I HAVE a spring in my step as I walk into my booth at St Andrew’s House. My statement about supporting indigenous farmers in Peru after being snapped smoking a cannabis joint on the Clyde has resonated throughout the building.

“Hey Rupert,” shouts Rebeccah at Health. “I’m having a party this weekend. We’ve imported some rather lively artisan tobacco products from our friends in the Turkish consulate. Perhaps you’d like to come along and help strengthen our cultural ties in the Bosphorus.”

Next it’s Paula from education. “Roopy-doop, sweetheart. My friend has a start-up business in the Canongate, specialising in wild poppies and mushrooms from Central and South Asia. She wants to invite you to do the opening.”

It’s all beginning to get rather tiresome.


I RECEIVE an email from Stewart McDonald, our Defence spokesperson at Westminster. I quite like Stewart. He’s not averse to the odd cocktail of an evening though, and recently gave me a decent recommendation for designer spectacles at a place in Leith called Madden & Beaton.

“Rupert, we need to formulate a Scottish defence White Paper in the event of us being independent. The shifting sands of global geopolitics means that terror could be knocking on our front door at any moment. We need to establish a threat index to make it look as if we know about these things. All the important countries have one. Don’t you get a wee buzz when the US President says they’re going to DEFCON1 in all those Gerard Butler films? Or when Boris Johnson says the threat to the UK has been raised to severe?

“Perhaps we could base the Scottish one on some of our favourite locutions depicting extreme prejudice such as: mollicate; banjo; malkie; laldy and scud.

“Thus if we detected any nefarious activity on the Scottish Border by the BNP we could issue a bulletin saying that Nicola Sturgeon has raised the threat level to laldy. Then we’d know we’d really arrived as a nation.

“I also want to establish a Scottish Secret Service even before we go independent and draw up a list of undesirables such as the Green Brigade; JK Rowling; Gary Smith of the GMB Union and Professor Neil Oliver.”

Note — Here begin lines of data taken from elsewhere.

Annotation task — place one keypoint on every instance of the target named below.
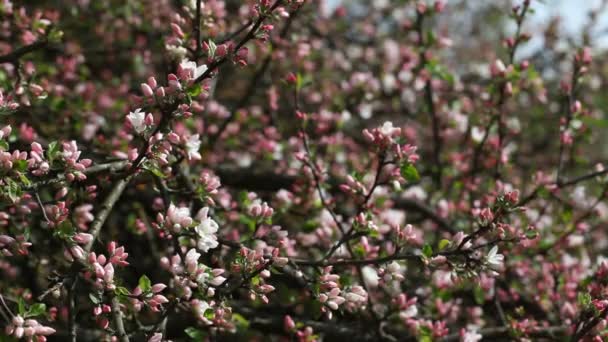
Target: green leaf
(195, 334)
(195, 90)
(52, 151)
(479, 295)
(443, 244)
(212, 48)
(584, 299)
(94, 298)
(37, 309)
(21, 306)
(122, 291)
(427, 251)
(409, 172)
(145, 284)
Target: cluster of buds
(260, 210)
(101, 313)
(8, 159)
(188, 70)
(29, 329)
(152, 298)
(407, 307)
(329, 288)
(211, 314)
(485, 215)
(392, 272)
(205, 230)
(363, 222)
(356, 297)
(303, 335)
(57, 213)
(406, 235)
(76, 167)
(190, 274)
(177, 219)
(192, 144)
(383, 135)
(209, 185)
(140, 121)
(353, 186)
(37, 164)
(9, 245)
(7, 102)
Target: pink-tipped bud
(146, 90)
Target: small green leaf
(584, 299)
(427, 251)
(212, 48)
(94, 298)
(21, 306)
(122, 291)
(443, 244)
(36, 310)
(145, 284)
(195, 334)
(52, 151)
(409, 172)
(195, 90)
(479, 295)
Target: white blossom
(206, 230)
(137, 119)
(193, 145)
(195, 71)
(493, 259)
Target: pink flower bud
(288, 324)
(146, 90)
(152, 82)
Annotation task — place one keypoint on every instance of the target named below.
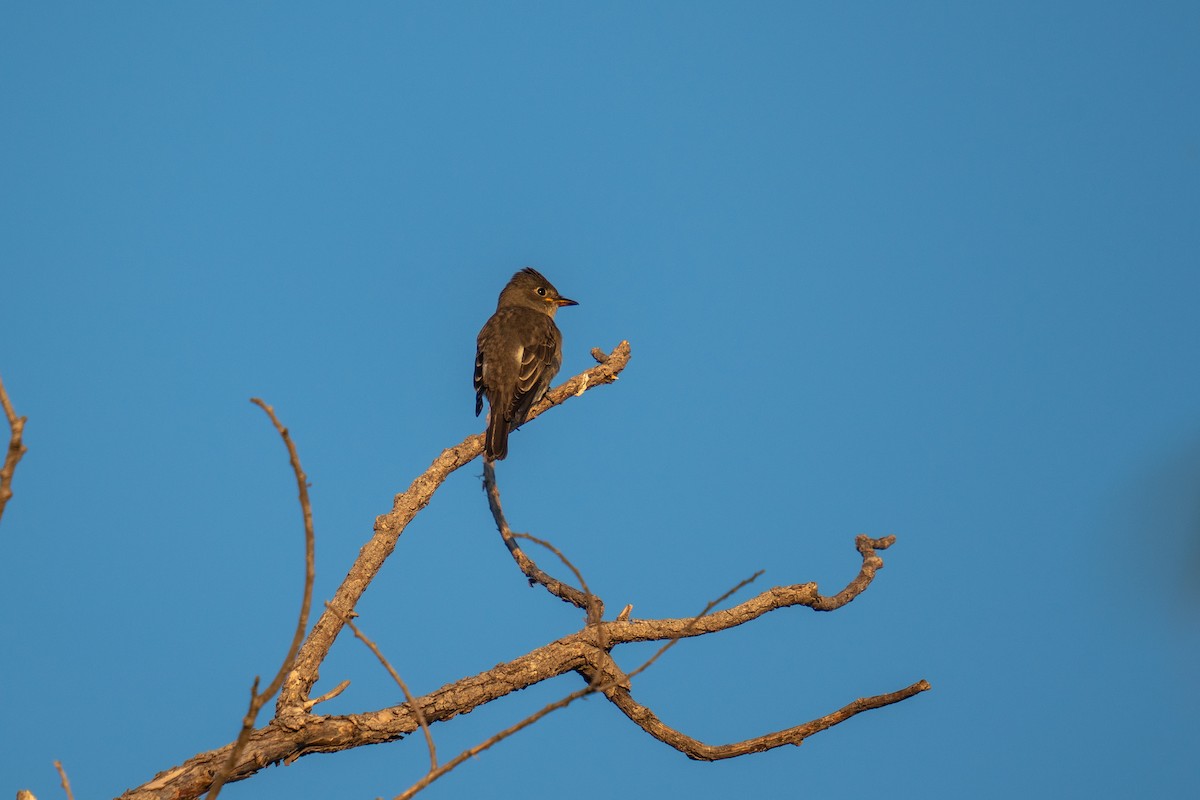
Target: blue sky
(928, 270)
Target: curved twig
(16, 447)
(257, 699)
(403, 687)
(585, 599)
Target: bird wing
(540, 359)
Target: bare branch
(258, 699)
(647, 721)
(16, 447)
(711, 606)
(389, 527)
(408, 696)
(583, 651)
(433, 775)
(585, 599)
(802, 594)
(66, 782)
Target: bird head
(529, 289)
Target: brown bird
(517, 353)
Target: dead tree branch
(16, 447)
(585, 599)
(257, 699)
(297, 732)
(389, 527)
(583, 653)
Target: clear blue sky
(924, 269)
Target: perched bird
(517, 353)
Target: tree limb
(389, 527)
(585, 651)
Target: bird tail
(496, 440)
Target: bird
(517, 353)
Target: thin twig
(66, 783)
(490, 741)
(408, 696)
(328, 696)
(16, 447)
(691, 625)
(595, 684)
(258, 699)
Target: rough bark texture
(297, 732)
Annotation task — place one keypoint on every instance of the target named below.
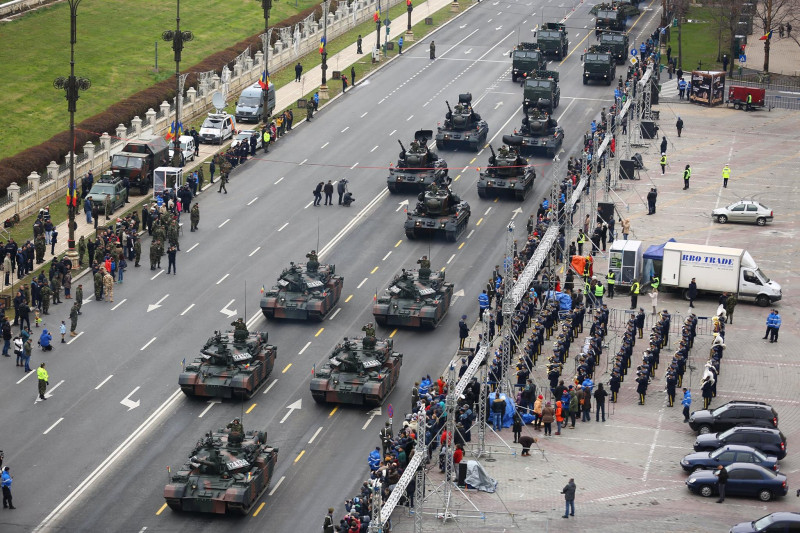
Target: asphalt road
(94, 456)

The National: B25_39456_RC2
James Bond (Daniel Craig) and Paloma (Ana de Armas) in
an EON Productions and Metro Goldwyn Mayer Studios film
Credit: Nicola Dove

I ATTEND the latest James Bond movie as the starting-off point of my research into establishing a Scottish Secret Service. It’s got me thinking. Scotland could have an organic secret service that specialises in non-violence and a gentle touch. During my time at Whitehall I was struck by how often the Joint Chiefs were told to contrive threatening situations in the usual trouble-spots to signify British military power and summon the spirit of Agincourt. Especially when the Government was going through a sticky patch on the domestic front.

Wouldn’t it be great if the Scottish Secret Service gained a reputation for minimising threat levels? We could actually talk to our enemies and put them up at Gleneagles for a few rounds of golf. Then we could take them through to Glasgow for a couple of nights on the batter and some impromptu house-parties in Castlemilk and Shettleston.

And instead of getting rid of the nukes at Faslane we could de-commission them and get Colin and Justin to do a television series where we get teams of young offenders to turn them into desirable living spaces. It would tell the world that Scotland is not a threat to anyone and that the best way to reduce aggression and belligerence would be simply to chill out for a couple of weeks amidst our hills and glens.

We could actually become the world’s go-to destination for international conciliation, a sort of geo-political ACAS service. And offer a discreet and bespoke counselling package by a team of highly-trained but touch-sensitive psychologists to heal old wounds and examine the source of all the hurt feelings.


I’VE been up all night working on my proposal and send it south by special diplomatic courier with instructions to speak to no one until the package has been given directly to Stewart. He replies before the day is out. “Absolutely love this. It could herald a new chapter in our relationship with the world. I intend to present it at a special meeting with Nato next week. I think the idea of Scotland as the world’s agony aunt and peacemaker will go down well with them and gain us international attention and lots of inward investment. Let’s call it Operation Ploughshare.


THERE’S been a sinister turn of events and I think we may have an MI5 spy in our midst. Stewart has suddenly gone missing and can’t be reached. There are sketchy eye-witness reports of him being bundled into a silver SUV with blacked out windows by some rough-looking chaps wearing sunglasses … at nine o’clock at night.